Après, il y a une part de chance. Cette part de chance, c'est tomber sur un lecteur chez l'éditeur qui tombe par hasard sur votre livre et qui a envie de le défendre. Alors, je dois quand même vous signaler ce qui va arriver à votre manuscrit. Chez mon éditeur, il faut, il sort 40 par jour.
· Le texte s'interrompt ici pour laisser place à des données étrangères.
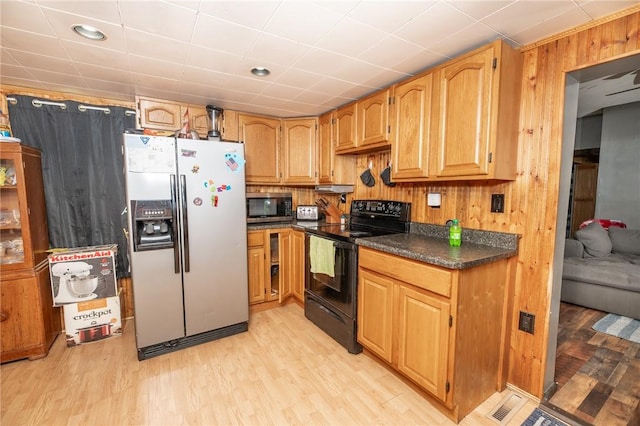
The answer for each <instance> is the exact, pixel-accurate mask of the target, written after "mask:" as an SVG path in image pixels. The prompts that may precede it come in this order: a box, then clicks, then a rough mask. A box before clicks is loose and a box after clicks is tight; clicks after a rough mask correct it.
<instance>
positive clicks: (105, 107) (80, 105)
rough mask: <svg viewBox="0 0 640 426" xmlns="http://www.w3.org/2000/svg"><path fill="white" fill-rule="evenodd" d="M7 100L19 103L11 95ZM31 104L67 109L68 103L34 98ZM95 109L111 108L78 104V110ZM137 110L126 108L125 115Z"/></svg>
mask: <svg viewBox="0 0 640 426" xmlns="http://www.w3.org/2000/svg"><path fill="white" fill-rule="evenodd" d="M7 102H10V103H11V104H13V105H15V104H17V103H18V100H17V99H16V98H14V97H11V96H7ZM31 104H32V105H33V106H35V107H38V108H39V107H41V106H42V105H52V106H58V107H60V108H61V109H67V104H65V103H63V102H51V101H43V100H40V99H34V100H32V101H31ZM89 109H90V110H95V111H102V112H104V113H105V114H110V113H111V110H110V109H109V108H106V107H94V106H91V105H78V110H80V111H82V112H85V111H87V110H89ZM135 114H136V112H135V111H133V110H130V109H128V110H125V112H124V115H135Z"/></svg>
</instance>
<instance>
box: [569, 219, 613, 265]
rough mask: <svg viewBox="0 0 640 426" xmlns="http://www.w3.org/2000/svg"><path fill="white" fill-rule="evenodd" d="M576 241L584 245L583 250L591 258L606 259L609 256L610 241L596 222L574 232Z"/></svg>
mask: <svg viewBox="0 0 640 426" xmlns="http://www.w3.org/2000/svg"><path fill="white" fill-rule="evenodd" d="M576 239H577V240H578V241H580V242H581V243H582V244H583V245H584V250H585V251H586V252H587V254H588V255H590V256H592V257H606V256H609V255H610V254H611V248H612V244H611V239H610V238H609V233H608V232H607V230H606V229H604V228H603V227H602V225H600V224H599V223H597V222H591V223H590V224H588V225H587V226H585V227H584V228H582V229H579V230H577V231H576Z"/></svg>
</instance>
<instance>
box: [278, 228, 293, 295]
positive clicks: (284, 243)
mask: <svg viewBox="0 0 640 426" xmlns="http://www.w3.org/2000/svg"><path fill="white" fill-rule="evenodd" d="M278 236H279V242H278V245H279V247H280V291H279V292H278V294H279V297H278V301H279V302H280V303H282V302H284V301H285V300H286V299H287V297H289V296H291V287H292V284H291V280H292V275H293V274H292V270H293V264H292V256H291V231H288V230H287V231H280V232H279V233H278Z"/></svg>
C'est un, ça doit être dans les, il doit être dans les 10 premiers. C'est Albin Michel. Donc, il en reçoit 40 par jour. Les 40 par jour, évidemment, ce n'est pas les grands chefs de collection qui les lisent, parce qu'ils sont en train déjà de travailler sur les auteurs qu'ils connaissent. Ce sont des profs de français à la retraite et des étudiants qui sont payés à l'époque, ça correspond à 20 euros par les retours de manuscrits. Ils fournissent une fiche de lecture dans laquelle ils disent le synopsis, le résumé de l'histoire, et ce qui va et ce qui ne va pas, et est-ce qu'il pense que le livre mérite d'être publié. Ils ne sont pas obligés de les lire jusqu'au bout. En général, en fait, le roman se décide sur les sept premières pages. Donc, soignez l'action, soignez le démarrage, et faites surtout que la problématique n'apparaisse pas à page 120, parce que tout simplement, il est fort probable qu'il ne dépasse pas la page 20. D'accord ? Soignez la première page, la première ligne, le premier mot. Il y a un art qui s'appelle l'incipit, qui consiste à faire de très, de très jolies ou de très fortes premières phrases. Exercez-vous à faire une première phrase qui soit très énergétique et qui donne envie tout de suite de tourner les pages. Et remarquez dans les livres que vous aimez les premières phrases, comment ça démarre, comment se présente le romancier.
Et je vous remercie de votre attention. Merci.